Gennevilliers (Hauts-de-Seine), reportage
Sur les marches de la mairie de Gennevilliers, le dress code annonce la couleur : des manifestants ont revêtu des chasubles jaune, orange et rouge, pour symboliser l’alliance entre les luttes écologistes et sociales. L’appel à la manifestation du 25 mai contre le projet d’entrepôt Green Dock a été signé par une trentaine d’organisations écologistes (Stop Greendock, Déroute des routes, Naturalistes des Terres…), de partis (Les Écologistes, La France insoumise, le Nouveau Parti anticapitaliste, etc.), mais aussi de syndicats (CGT Gennevilliers et Épinay, Solidaires 93 et Sud-Rail).
Ce n’est pas la première fois que des liens entre écologistes et syndicalistes se tissent à l’échelle locale. Après les actions réunissant les Soulèvements de la Terre et la Confédération paysanne, la raffinerie de Grandpuits, la papeterie de la Chapelle Darblay à Rouen et la ligne à grande vitesse Lyon-Turin, c’est au tour de l’opposition à « l’empire logistique » de renforcer cette alliance. « On lutte contre un même système capitaliste qui détruit notre santé, nos conditions de vie et la nature », introduit Hervé, de l’union locale CGT à Gennevilliers.

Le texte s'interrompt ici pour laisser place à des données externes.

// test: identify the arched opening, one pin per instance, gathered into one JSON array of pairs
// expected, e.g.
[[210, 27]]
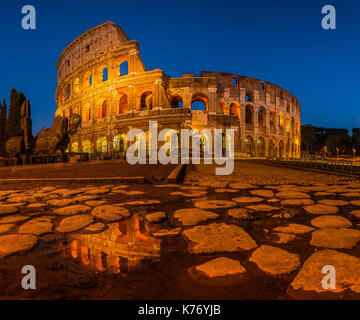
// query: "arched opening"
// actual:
[[281, 149], [176, 102], [120, 144], [260, 144], [249, 146], [281, 119], [272, 117], [76, 86], [146, 101], [272, 149], [287, 123], [249, 115], [87, 80], [75, 147], [101, 145], [105, 76], [86, 113], [68, 91], [262, 117], [199, 102], [123, 104], [123, 69], [234, 109], [86, 146]]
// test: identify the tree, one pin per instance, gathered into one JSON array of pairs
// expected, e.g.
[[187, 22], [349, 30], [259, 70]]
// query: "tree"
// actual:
[[13, 119], [3, 112]]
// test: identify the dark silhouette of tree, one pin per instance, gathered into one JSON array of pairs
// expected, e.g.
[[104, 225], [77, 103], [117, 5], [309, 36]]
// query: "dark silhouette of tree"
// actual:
[[3, 112], [13, 119]]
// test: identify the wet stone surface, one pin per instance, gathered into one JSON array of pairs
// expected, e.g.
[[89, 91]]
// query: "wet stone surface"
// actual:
[[260, 233]]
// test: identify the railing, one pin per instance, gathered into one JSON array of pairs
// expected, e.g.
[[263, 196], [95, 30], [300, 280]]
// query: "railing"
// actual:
[[338, 165]]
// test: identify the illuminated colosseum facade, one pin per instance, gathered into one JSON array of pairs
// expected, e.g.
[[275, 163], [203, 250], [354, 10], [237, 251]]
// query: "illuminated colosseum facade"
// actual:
[[102, 78]]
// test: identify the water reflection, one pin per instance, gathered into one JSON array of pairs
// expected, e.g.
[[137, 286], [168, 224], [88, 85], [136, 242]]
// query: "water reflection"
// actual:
[[119, 249]]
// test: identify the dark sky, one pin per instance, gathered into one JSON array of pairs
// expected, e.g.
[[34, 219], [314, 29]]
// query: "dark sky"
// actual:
[[275, 40]]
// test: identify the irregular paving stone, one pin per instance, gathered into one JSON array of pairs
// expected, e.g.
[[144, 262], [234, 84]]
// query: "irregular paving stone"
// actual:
[[218, 237], [262, 207], [274, 260], [61, 202], [263, 193], [240, 213], [214, 204], [226, 190], [247, 199], [297, 202], [8, 209], [96, 227], [321, 209], [94, 203], [13, 219], [16, 243], [110, 213], [294, 228], [142, 202], [71, 210], [292, 195], [310, 276], [241, 186], [156, 217], [331, 202], [332, 238], [74, 223], [37, 227], [97, 191], [284, 237], [167, 232], [36, 205], [219, 268], [5, 227], [330, 221], [356, 213], [192, 216], [351, 195]]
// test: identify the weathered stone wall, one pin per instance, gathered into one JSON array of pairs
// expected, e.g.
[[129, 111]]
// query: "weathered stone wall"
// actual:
[[102, 78]]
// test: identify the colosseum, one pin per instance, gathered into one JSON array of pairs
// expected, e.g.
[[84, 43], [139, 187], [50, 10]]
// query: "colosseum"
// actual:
[[102, 78]]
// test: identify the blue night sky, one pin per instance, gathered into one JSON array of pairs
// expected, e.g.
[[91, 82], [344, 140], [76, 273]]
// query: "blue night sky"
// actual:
[[275, 40]]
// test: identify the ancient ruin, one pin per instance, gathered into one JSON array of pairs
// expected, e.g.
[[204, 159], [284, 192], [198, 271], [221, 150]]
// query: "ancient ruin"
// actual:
[[102, 78]]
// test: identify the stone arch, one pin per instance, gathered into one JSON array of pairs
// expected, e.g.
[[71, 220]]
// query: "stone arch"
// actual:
[[86, 146], [85, 113], [249, 114], [146, 101], [260, 147], [87, 80], [281, 149], [76, 86], [75, 147], [120, 143], [249, 146], [262, 117], [101, 145], [234, 109], [176, 102], [272, 149], [199, 101]]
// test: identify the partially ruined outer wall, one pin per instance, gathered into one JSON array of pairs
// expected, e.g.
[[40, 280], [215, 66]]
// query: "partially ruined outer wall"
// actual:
[[225, 96]]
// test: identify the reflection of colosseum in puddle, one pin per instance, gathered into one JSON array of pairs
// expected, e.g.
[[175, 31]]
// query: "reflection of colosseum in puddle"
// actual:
[[119, 249], [102, 78]]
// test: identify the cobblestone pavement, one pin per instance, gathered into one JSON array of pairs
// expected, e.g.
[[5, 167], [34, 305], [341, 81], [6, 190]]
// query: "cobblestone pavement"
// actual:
[[261, 233]]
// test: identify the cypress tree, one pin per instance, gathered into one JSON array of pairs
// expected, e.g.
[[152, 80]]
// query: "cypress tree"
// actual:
[[13, 120], [3, 111]]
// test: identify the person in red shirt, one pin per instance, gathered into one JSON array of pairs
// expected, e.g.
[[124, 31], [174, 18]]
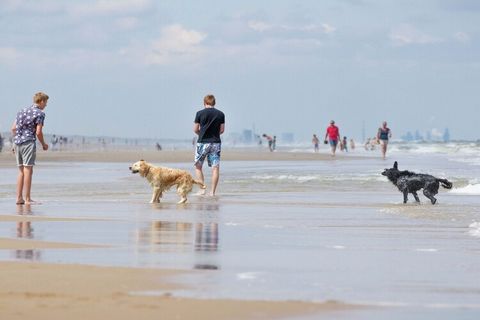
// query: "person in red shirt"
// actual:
[[333, 135]]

Contre les emplois précaires de la logistique
Sous les drapeaux représentant le grand cormoran, la ronce des bois ou le lézard des murailles, trois cortèges s’élancent dans les rues, en direction des bords de Seine. C’est là, dans le port de Gennevilliers, que doit être érigé Green Dock, un immense bâtiment de 30 mètres de haut sur 600 mètres de long.
Plus habitué aux piquets de grève qu’aux marches pour l’environnement, Hassan Letaief a revêtu sa chasuble de la CGT pour se joindre à la manifestation. Il est manutentionnaire dans l’entrepôt Geodis, situé dans la zone d’activités du port fluvial. « Les conditions de travail sont pénibles, soupire-t-il. Nous sommes 120 salariés et 75 intérimaires pour près de 60 000 colis par jour. J’ai été opéré deux fois de hernies discales, à cause des charges lourdes que je dois porter. »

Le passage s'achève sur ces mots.